School of Humanities

European Languages Events

Translating the self: story-telling, language and identity

Two encounters with Italian authors Cristina Ali Farah and Kaha Mohamed Aden.


Ubax Cristina Ali Farah, ‘Written in milk: scattered mother tongues’

Kaha Mohamed Aden, ‘Fra-intendimenti’: (Mis)understanding, or ‘translating yourself’

Monday 28 November
9.00 am – 12.00 pm
Arts Lecture Room 6, University of Western Australia
The event is free of charge. RSVP to by 26 Nov.


Kaha Mohamed Aden
“La Quarta Via” (2012, 37’, English subtitles)
a multi-award-winning documentary on Somalia seen from Italy.
Trailer at
Monday 28 November
6.00 – 7.00 pm
Webb Lecture Theatre, Geography & Geology Building, University of Western Australia

Little Mother novel

Ubax Cristina Ali Farah
 ‘Written in milk: scattered mother tongues’

This presentation will focus on the role played by bilingual vision in the author’s writing practice. Reflecting on two cultures – Somali and Italian – was something she had to do right from the beginning. Ubax Cristina’s formal education was in Italian but Somali was the language of everyday life. On her arrival in Italy, she yearned for songs, texts or any form of oral and printed material from Somalia. She will talk about the use she makes of Somali songs, fables and tales in her work, particularly in the novel Madre Piccola. The novel tells the story of two cousins who had to flee Mogadishu because of the collapse of the state and the clan-based persecution that followed. The cousins meet again in Italy after almost a decade. The title of the book, ‘Little Mother’ was inspired by the Somali term Habaryar, the maternal aunt. In a society of extended families motherhood is not just a biological link, but also a social one. In the household, mothers share with other women the responsibility for and care of their children. It is not a coincidence that one of the main characters of the novel, Barni, is a midwife but not a mother. Not only does she help women giving birth, it is also thanks to her that her cousin (and one of the novel’s minor characters known as the Mute) regains the ability to talk. Two sources in particular were crucial for the writing of this book: the telephone conversations with friend and relatives and a series of oral stories by migrant women collected in Rome. Through the fabric of these interlocking voices, at times close, at others distant, Ali Farah tries to tell the story of the Somali diaspora. 


Kaha Mohamed Aden
 ‘Fra-intendimenti’: (Mis)understanding, or ‘translating yourself’

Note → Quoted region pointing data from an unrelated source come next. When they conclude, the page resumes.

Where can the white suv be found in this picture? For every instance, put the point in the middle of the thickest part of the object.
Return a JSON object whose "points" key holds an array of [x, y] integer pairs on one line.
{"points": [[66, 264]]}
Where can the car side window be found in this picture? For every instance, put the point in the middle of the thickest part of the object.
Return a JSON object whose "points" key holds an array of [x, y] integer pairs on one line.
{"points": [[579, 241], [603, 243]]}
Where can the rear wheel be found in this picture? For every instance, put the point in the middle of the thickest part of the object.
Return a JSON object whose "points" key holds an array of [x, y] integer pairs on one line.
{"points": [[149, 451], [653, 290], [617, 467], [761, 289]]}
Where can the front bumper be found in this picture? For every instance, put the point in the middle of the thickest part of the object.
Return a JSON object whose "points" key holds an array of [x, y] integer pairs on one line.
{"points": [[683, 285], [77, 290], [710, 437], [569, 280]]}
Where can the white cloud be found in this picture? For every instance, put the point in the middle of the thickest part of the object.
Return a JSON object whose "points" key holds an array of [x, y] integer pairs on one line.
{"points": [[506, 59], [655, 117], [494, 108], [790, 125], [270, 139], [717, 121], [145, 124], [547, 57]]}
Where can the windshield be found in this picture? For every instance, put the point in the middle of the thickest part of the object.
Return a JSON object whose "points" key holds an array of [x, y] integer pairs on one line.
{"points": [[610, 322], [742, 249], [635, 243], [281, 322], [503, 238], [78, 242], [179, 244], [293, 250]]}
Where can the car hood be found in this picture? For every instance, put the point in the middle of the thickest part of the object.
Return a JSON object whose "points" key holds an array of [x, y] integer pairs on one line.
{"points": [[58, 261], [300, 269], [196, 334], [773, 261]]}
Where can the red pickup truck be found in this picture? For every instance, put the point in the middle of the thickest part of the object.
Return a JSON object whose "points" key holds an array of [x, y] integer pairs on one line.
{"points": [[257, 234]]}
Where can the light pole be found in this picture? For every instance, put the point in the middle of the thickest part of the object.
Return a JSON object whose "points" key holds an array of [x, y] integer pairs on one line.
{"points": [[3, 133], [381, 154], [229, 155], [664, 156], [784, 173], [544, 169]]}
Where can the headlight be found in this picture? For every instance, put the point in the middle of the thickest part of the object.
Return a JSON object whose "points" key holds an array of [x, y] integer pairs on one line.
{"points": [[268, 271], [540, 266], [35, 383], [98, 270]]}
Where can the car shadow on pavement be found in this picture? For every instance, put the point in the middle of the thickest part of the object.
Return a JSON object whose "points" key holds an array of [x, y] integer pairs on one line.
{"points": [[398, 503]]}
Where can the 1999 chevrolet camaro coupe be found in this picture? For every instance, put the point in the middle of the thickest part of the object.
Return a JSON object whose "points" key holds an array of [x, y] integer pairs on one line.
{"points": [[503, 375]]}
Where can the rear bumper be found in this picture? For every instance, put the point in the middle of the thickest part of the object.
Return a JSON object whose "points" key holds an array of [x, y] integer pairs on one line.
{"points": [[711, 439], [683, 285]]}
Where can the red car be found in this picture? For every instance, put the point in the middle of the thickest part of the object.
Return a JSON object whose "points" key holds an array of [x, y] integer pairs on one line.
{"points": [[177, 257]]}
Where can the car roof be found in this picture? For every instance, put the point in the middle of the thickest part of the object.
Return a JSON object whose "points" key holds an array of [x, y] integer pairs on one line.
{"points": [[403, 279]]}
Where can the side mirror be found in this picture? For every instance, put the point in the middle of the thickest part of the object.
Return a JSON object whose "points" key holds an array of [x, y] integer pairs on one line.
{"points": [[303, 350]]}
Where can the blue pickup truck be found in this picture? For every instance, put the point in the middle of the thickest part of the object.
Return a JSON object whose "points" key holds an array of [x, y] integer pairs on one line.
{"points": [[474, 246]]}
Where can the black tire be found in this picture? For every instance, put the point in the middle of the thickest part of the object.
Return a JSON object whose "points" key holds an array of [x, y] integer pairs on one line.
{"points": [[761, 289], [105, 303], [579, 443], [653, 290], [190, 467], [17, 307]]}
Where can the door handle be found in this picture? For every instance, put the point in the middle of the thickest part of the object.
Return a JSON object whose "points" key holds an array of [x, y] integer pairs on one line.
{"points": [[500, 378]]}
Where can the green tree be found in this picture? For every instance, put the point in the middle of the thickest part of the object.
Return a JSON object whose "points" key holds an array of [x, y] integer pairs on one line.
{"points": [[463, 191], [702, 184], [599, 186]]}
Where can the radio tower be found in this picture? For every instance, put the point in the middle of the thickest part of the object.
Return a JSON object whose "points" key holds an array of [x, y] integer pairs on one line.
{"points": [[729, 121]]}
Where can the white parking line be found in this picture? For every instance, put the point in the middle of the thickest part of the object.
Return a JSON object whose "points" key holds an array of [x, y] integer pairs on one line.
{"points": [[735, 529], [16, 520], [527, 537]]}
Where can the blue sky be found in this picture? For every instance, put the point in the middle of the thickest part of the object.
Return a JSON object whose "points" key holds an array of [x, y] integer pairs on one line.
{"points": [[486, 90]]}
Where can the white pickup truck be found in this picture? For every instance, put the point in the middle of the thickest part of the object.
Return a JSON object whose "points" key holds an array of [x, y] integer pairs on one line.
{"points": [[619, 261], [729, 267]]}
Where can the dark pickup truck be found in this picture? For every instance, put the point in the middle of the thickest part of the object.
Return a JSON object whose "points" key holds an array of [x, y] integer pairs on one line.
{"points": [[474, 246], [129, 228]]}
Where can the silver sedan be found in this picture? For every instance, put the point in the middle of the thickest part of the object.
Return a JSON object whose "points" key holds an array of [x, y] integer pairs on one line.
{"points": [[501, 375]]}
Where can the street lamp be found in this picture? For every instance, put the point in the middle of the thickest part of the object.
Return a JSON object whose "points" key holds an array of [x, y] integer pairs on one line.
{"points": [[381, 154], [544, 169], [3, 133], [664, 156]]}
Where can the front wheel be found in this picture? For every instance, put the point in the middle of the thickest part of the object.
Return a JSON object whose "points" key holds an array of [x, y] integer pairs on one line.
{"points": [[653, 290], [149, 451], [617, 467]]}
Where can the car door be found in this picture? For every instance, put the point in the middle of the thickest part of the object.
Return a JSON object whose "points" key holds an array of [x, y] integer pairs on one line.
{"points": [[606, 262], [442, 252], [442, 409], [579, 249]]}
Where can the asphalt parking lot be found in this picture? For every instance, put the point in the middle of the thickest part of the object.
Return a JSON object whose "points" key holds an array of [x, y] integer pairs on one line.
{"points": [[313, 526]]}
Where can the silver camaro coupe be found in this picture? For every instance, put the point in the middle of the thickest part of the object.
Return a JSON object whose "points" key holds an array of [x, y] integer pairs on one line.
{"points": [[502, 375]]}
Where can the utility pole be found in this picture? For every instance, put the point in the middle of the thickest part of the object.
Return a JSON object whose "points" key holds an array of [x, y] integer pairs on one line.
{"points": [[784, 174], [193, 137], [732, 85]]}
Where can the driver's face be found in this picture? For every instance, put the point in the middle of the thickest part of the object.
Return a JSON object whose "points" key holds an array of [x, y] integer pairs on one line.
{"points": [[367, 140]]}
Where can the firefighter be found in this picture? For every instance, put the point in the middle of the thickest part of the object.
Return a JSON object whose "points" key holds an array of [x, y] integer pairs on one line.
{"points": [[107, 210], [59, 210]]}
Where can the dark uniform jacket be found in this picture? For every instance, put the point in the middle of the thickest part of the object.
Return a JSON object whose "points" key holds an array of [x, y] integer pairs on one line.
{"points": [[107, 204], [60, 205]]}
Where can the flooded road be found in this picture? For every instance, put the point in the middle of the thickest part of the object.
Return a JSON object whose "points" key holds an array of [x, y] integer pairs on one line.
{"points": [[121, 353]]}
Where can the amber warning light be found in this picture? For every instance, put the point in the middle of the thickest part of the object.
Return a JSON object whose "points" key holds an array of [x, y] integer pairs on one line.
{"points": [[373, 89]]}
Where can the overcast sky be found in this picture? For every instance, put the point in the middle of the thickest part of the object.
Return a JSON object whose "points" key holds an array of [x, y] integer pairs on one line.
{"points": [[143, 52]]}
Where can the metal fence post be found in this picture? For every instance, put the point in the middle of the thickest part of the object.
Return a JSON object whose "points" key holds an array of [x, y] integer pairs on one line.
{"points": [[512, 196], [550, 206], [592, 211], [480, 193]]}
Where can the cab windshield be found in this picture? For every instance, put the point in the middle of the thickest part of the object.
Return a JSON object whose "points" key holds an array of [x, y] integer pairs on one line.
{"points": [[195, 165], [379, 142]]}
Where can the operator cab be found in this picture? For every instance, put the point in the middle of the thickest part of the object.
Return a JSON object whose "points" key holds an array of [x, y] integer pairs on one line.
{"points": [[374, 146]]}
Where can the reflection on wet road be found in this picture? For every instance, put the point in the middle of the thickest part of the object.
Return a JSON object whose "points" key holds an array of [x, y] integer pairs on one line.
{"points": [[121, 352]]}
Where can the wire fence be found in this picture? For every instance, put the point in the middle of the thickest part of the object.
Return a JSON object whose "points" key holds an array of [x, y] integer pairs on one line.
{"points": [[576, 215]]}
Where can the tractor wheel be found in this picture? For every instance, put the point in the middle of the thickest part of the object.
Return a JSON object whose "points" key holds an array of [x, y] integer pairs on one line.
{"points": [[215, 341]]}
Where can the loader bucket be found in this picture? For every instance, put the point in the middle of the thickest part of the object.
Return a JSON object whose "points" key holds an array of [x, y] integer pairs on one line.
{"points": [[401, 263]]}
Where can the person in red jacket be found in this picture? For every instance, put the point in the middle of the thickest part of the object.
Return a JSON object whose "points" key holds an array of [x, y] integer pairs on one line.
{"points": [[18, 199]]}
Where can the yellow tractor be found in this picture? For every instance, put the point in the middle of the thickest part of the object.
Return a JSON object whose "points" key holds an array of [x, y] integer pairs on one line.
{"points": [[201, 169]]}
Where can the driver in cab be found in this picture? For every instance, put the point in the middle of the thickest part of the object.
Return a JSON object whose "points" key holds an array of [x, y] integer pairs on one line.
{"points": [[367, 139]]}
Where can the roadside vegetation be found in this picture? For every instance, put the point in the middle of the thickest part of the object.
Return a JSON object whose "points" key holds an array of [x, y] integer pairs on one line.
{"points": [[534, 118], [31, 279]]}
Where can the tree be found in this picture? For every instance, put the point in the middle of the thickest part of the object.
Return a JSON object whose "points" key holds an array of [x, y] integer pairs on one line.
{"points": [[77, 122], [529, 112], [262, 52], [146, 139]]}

This talk is based on the author’s identity. It draws on multicultural, autobiographical experiences: the daughter of Somali parents who grew up in Somaliaand went to Italy to study, but found herself living there as a stateless person because of the civil war that broke out in her country. African culture, the influence of Islam, the Arab tradition, and experiences of European culture blend to produce complex results. After being a free, Somali citizen, Kaha suddenly had to deal with the fact that she had not only lost the community she came from, but was not wholly integrated into the community in which she now lived. Her stories deal with the meetings and clashes between different cultures. Language plays a central role because it reflects the complexity of intercultural relations due to (mis)understanding, or ‘(fra)intendimenti’. Her story-telling mainly describes how these ‘fra-intendimenti’ come about, what they consist of, and how we can overcome and thus mediate them. Her writing therefore centres on this mediation, in an attempt to bring out Somali stories and imagination that have been obscured by conflict, and to provide them with refuge in the Italian language. The author’s ambitious goal is the construction of shared languages and spaces. Her own personal story, which she describes as a ‘confusion’ of different experiences (in different languages) is what she uses to translate herself, reconfigure herself and so reach out towards others.

Kaha Mohamed Aden
“La Quarta Via” (2012, 37’, English subtitles)

Kaha Mohamed Aden narrates her memories of Mogadishu, her hometown, and reconstructs its story in Pavia, where she currently lives. The capital city of Somalia is divided into five main streets, with each corresponding to different historical periods. The 'fourth road' symbolizes the actuality of civil war, but also negates the preceding periods and makes it necessary to set our hopes on a 'fifth street'. “La Quarta Via” brings to our attention the issues of a land which shared a number of historical relationships with Italy in the past years; yet, this problematic aspect unfailingly tends to be overlooked by Italian mass-media. The history of the city of Mogadishu gives rise to many important fundamental questions on the history of Italy itself, given the assumption that we have a limited, and, to some degree, distorted historical view on this matter, not to mention the partial omission of the colonialism period, of which people seem inclined to take no notice. “La Quarta Via” aims to present the story of a 'new town' in a country which appears to be growing increasingly xenophobic and intolerant.